After 10 years in Shanghai, we decided to move back home. We settled in Bali where I now do food photography and styling for magazines, hotels and restaurants.
What inspires your photography and you as a person?
My love for food photography is about making that piece of bread look absolutely scrumptious or that perfectly cooked rib eye steak look incredibly juicy; photos that makes you want to dive right in. Food photographers have a completely different take on photography. Most prefer to use a macro lens and often use a selection of unusual props. Depending on the type of shoot, my collection of props include basalt rocks, rusty corrugated iron, a tarnished steel tray, white washed wooden planks, dry branches, a bird’s nest, a collection of dried flowers and all kinds of items that would produce a nice texture in closeup shots. I’m constantly searching for photo props.
Choosing the hero food is usually an arduous process; changing plates, colour matching of plates-napkins-fork and background, garnishing up the dish to make it look interesting – a lot of minuscule adjustments to get the perfect composition. I always keep a pair of food tong and cutips in my back pocket. What’s rewarding about this job is connecting with the chef, who puts his or her soul into that pretty food, and being able to capture that soul in the dish.
It’s almost like an unspoken bond that we’re both doing what we do because it’s a labor of love.
Where are your favourite places to capture photographs in Bali?

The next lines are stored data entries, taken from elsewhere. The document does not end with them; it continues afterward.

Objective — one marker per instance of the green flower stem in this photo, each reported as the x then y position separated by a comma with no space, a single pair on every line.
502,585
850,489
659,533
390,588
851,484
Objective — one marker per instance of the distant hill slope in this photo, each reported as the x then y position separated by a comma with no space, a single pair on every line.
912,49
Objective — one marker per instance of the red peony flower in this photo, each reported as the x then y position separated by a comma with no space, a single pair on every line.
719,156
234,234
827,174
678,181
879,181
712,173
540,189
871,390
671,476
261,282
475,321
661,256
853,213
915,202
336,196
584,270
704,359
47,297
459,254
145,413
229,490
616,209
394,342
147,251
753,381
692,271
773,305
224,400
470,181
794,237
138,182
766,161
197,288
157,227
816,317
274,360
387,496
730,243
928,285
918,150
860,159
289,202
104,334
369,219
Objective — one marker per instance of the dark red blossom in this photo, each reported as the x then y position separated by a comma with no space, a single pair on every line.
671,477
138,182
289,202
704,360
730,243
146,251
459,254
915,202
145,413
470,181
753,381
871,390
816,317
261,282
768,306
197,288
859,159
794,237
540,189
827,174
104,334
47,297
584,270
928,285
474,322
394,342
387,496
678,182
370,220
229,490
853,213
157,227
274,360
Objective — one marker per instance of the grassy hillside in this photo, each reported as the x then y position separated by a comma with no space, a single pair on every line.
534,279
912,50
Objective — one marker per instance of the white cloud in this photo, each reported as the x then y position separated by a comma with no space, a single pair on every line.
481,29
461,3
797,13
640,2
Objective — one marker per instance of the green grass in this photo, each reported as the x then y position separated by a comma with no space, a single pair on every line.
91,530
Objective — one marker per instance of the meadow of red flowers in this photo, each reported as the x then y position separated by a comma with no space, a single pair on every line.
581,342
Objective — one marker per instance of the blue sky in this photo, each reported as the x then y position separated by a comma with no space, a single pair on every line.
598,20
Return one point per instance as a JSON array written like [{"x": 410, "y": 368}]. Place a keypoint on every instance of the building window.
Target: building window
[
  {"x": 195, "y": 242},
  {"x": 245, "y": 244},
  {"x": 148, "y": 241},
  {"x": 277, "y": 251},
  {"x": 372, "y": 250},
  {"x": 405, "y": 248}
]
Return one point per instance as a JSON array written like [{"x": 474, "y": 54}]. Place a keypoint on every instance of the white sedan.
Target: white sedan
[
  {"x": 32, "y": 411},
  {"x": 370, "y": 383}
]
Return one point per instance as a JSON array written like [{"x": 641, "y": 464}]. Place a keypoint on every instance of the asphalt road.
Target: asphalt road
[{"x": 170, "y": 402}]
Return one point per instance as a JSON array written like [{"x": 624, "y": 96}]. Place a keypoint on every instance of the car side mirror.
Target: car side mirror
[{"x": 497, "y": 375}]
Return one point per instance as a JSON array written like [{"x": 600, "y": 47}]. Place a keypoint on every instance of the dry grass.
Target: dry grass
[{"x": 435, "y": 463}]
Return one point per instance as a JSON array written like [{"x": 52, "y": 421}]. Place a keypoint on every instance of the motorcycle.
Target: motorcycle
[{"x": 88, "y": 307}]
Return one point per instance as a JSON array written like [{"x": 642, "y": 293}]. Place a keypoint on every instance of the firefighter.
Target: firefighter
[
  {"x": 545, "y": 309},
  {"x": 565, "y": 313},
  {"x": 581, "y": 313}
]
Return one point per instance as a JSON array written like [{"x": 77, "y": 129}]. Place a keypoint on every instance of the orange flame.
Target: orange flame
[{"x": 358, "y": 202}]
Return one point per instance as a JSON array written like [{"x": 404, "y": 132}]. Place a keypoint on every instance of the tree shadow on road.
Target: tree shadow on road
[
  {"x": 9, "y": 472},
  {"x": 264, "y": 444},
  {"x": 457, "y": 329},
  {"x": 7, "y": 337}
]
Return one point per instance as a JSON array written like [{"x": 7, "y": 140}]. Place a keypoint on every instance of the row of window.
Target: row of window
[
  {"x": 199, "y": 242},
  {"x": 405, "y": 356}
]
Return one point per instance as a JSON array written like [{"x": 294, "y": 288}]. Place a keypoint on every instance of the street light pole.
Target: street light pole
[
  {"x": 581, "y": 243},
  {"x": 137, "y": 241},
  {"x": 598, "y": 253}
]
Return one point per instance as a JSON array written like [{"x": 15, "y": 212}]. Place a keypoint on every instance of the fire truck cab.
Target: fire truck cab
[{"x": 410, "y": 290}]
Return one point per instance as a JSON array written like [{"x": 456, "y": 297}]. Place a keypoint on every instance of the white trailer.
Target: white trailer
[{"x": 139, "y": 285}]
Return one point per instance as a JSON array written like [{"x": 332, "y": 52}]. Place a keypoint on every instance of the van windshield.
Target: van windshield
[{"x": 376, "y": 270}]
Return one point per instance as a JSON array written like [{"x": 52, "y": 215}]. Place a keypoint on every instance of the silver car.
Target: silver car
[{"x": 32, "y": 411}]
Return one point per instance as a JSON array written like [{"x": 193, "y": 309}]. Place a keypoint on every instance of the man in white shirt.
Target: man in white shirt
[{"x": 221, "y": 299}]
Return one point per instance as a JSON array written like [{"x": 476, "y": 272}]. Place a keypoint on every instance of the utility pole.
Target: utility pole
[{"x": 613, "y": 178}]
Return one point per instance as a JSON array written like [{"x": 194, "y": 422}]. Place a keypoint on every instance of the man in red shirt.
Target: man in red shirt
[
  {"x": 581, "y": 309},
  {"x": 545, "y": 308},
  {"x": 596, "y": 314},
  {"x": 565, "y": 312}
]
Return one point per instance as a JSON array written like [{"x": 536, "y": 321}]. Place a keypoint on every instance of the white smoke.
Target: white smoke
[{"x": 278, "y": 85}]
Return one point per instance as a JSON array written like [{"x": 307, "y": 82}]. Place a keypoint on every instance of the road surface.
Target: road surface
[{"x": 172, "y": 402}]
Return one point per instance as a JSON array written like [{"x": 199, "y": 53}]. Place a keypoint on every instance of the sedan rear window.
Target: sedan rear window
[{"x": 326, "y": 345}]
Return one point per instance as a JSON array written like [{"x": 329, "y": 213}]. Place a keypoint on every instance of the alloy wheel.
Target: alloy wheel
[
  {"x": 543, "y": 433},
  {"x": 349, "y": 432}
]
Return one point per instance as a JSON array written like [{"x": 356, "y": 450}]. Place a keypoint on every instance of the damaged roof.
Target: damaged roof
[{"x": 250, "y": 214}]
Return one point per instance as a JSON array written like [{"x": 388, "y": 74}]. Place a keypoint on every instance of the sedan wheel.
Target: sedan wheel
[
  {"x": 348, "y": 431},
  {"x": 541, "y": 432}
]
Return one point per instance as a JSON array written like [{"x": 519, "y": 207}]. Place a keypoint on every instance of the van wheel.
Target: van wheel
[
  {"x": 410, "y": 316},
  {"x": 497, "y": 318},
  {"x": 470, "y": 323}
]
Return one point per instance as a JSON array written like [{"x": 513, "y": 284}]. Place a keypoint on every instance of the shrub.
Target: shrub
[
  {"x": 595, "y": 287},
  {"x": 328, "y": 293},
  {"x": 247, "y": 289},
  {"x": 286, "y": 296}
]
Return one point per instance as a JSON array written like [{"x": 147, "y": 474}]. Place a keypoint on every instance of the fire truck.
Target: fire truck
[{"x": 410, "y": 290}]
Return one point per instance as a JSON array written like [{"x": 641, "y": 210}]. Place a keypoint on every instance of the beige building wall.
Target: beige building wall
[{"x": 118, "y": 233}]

When I don’t work, I do meet up with other foodies in Bali. We go reviewing new restaurants on a monthly basis and catch up. I think most of us couldn’t survive without posting a photo of food everyday – we inform one another of the new food happenings in Bali through Instagram. @foodcious and @epicurina are pretty up to date with the happenings!
What’s the main lesson Bali has taught you?

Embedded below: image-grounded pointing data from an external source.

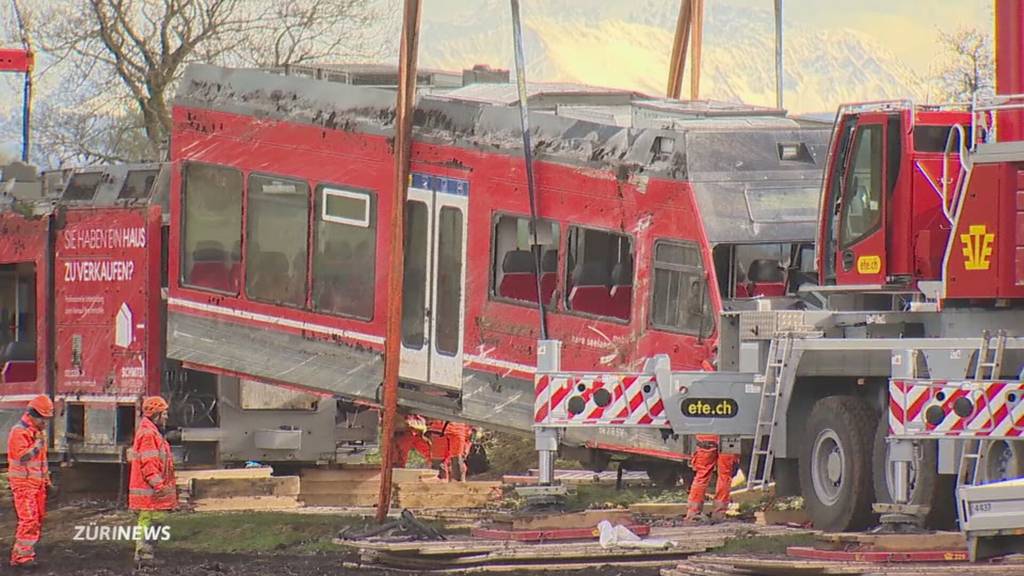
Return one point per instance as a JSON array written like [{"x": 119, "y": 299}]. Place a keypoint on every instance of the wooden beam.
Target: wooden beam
[
  {"x": 677, "y": 60},
  {"x": 402, "y": 146},
  {"x": 697, "y": 42}
]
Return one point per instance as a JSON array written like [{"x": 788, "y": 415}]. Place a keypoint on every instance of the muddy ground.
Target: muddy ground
[{"x": 208, "y": 544}]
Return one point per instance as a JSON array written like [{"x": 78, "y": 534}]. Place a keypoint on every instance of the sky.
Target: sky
[{"x": 907, "y": 29}]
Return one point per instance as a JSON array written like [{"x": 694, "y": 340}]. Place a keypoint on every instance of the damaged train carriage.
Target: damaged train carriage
[{"x": 281, "y": 187}]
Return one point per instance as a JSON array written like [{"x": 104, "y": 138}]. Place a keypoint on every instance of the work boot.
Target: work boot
[{"x": 718, "y": 515}]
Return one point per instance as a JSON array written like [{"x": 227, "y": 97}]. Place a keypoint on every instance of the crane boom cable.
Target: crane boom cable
[{"x": 520, "y": 76}]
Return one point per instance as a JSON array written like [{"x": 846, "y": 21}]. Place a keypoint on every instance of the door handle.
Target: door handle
[{"x": 848, "y": 260}]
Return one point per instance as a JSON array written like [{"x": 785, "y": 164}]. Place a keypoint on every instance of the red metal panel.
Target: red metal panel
[
  {"x": 13, "y": 59},
  {"x": 26, "y": 240},
  {"x": 108, "y": 331},
  {"x": 1009, "y": 74}
]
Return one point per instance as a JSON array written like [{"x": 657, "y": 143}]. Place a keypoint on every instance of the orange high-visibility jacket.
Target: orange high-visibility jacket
[
  {"x": 27, "y": 454},
  {"x": 152, "y": 468}
]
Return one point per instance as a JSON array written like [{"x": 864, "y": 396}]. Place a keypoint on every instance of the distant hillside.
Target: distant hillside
[{"x": 628, "y": 45}]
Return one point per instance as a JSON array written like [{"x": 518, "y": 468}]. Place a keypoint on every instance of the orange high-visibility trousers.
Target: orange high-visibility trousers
[
  {"x": 30, "y": 504},
  {"x": 704, "y": 463}
]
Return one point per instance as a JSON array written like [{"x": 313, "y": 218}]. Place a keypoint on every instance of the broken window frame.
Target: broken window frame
[
  {"x": 498, "y": 257},
  {"x": 252, "y": 268},
  {"x": 571, "y": 231},
  {"x": 316, "y": 263},
  {"x": 690, "y": 273}
]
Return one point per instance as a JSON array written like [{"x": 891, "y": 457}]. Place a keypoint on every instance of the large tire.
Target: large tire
[
  {"x": 928, "y": 487},
  {"x": 1001, "y": 460},
  {"x": 836, "y": 464}
]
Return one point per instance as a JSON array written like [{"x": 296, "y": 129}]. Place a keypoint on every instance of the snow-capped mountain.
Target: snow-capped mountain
[{"x": 627, "y": 45}]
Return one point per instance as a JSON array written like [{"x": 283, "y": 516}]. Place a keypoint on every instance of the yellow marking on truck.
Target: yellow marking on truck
[{"x": 977, "y": 247}]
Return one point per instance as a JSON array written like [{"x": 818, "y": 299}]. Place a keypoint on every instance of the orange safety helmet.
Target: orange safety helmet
[
  {"x": 154, "y": 405},
  {"x": 42, "y": 405}
]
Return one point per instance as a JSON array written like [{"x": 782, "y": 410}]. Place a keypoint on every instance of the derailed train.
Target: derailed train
[{"x": 265, "y": 229}]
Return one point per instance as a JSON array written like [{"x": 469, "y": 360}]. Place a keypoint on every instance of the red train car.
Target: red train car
[{"x": 280, "y": 187}]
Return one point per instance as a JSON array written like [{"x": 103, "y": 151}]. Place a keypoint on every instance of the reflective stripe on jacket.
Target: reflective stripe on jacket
[
  {"x": 27, "y": 454},
  {"x": 152, "y": 468}
]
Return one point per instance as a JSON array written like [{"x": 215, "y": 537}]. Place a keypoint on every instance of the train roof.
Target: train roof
[{"x": 751, "y": 168}]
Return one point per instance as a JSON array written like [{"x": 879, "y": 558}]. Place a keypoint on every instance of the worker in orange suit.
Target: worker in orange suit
[
  {"x": 704, "y": 461},
  {"x": 408, "y": 438},
  {"x": 152, "y": 489},
  {"x": 29, "y": 476},
  {"x": 439, "y": 453},
  {"x": 458, "y": 445}
]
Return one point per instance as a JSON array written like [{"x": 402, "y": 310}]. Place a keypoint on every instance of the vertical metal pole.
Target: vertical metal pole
[
  {"x": 549, "y": 359},
  {"x": 402, "y": 144},
  {"x": 778, "y": 54},
  {"x": 527, "y": 151},
  {"x": 27, "y": 117},
  {"x": 23, "y": 26},
  {"x": 678, "y": 60},
  {"x": 696, "y": 41}
]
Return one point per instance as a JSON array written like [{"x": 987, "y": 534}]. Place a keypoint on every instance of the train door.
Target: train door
[{"x": 433, "y": 320}]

To love Indonesian food. Particularly after living away for 10 years where having Indonesian food was such a luxury. I’m so happy that Bali has now become so varied in food choices. As far as I’m concerned, Bali offers the best of both worlds with local and western cuisine. I love it!

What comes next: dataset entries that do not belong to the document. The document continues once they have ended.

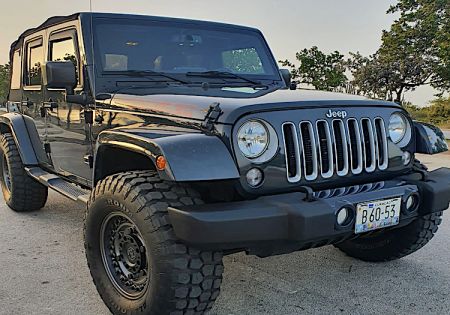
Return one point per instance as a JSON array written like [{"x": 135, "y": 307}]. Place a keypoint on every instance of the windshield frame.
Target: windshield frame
[{"x": 101, "y": 74}]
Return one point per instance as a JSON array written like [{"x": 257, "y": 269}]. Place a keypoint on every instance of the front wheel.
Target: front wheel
[
  {"x": 137, "y": 263},
  {"x": 393, "y": 244}
]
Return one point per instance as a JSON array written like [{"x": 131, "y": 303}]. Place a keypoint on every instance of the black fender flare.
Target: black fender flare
[
  {"x": 190, "y": 157},
  {"x": 429, "y": 139},
  {"x": 26, "y": 137}
]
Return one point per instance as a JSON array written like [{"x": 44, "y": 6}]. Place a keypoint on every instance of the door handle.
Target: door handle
[
  {"x": 88, "y": 160},
  {"x": 50, "y": 105},
  {"x": 27, "y": 103}
]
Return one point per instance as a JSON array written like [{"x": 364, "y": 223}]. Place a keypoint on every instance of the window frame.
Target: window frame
[
  {"x": 18, "y": 71},
  {"x": 61, "y": 35},
  {"x": 37, "y": 41}
]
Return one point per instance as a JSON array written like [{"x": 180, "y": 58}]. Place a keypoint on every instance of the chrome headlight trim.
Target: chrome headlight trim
[
  {"x": 399, "y": 129},
  {"x": 267, "y": 151}
]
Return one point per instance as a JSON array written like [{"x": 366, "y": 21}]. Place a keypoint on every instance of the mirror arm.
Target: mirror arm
[{"x": 81, "y": 99}]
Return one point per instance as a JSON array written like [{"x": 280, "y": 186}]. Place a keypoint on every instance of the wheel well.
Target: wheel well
[
  {"x": 4, "y": 128},
  {"x": 111, "y": 160}
]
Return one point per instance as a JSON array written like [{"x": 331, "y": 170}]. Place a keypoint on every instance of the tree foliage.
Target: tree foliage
[
  {"x": 4, "y": 82},
  {"x": 415, "y": 51},
  {"x": 424, "y": 26},
  {"x": 323, "y": 71},
  {"x": 437, "y": 113}
]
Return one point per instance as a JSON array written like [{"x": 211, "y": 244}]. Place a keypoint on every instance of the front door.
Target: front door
[{"x": 67, "y": 132}]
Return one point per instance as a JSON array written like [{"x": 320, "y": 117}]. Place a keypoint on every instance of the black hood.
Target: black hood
[{"x": 196, "y": 107}]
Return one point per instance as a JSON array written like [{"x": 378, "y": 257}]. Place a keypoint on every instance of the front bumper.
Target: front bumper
[{"x": 289, "y": 218}]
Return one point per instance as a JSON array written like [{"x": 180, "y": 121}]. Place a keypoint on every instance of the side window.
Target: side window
[
  {"x": 245, "y": 60},
  {"x": 35, "y": 58},
  {"x": 16, "y": 71},
  {"x": 64, "y": 50}
]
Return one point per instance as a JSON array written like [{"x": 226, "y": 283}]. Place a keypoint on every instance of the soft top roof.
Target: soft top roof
[
  {"x": 49, "y": 22},
  {"x": 61, "y": 19}
]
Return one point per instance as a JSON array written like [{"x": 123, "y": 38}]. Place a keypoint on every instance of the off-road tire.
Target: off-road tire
[
  {"x": 24, "y": 193},
  {"x": 393, "y": 244},
  {"x": 183, "y": 279}
]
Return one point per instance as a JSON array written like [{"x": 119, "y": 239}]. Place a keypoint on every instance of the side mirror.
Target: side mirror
[
  {"x": 286, "y": 75},
  {"x": 60, "y": 75}
]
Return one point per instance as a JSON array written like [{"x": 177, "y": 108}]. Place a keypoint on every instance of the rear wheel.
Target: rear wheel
[
  {"x": 394, "y": 244},
  {"x": 21, "y": 192},
  {"x": 137, "y": 263}
]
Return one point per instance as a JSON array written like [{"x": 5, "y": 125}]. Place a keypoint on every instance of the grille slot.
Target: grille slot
[
  {"x": 323, "y": 149},
  {"x": 340, "y": 148},
  {"x": 308, "y": 150},
  {"x": 354, "y": 139},
  {"x": 381, "y": 138},
  {"x": 291, "y": 151},
  {"x": 368, "y": 144}
]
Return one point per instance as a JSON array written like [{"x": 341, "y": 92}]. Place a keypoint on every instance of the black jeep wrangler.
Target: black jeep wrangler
[{"x": 185, "y": 143}]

What’s the one quote you live by?
I don’t do quotes. I admire Laura Letinsky work and hope that someday I will create something in that direction. Inspirational food art, without having to put a client’s needs into it. I did some work like that previously during my residency and I really enjoyed it.
Where did you first get the idea to take food photos?
The first camera I started using for food – almost 10 years ago – was a Nikon Coolpix. At the time I followed Keiko Oikawa’s food blog and thought I should be able to produce pretty images like that. She was an inspiration. At first I was just doing some f&b shots for the hotel my husband worked at. They liked it. And soon after other hotels and establishment followed suit. By the end of that year I was busy enough to stop blogging and turned into a full time food photographer.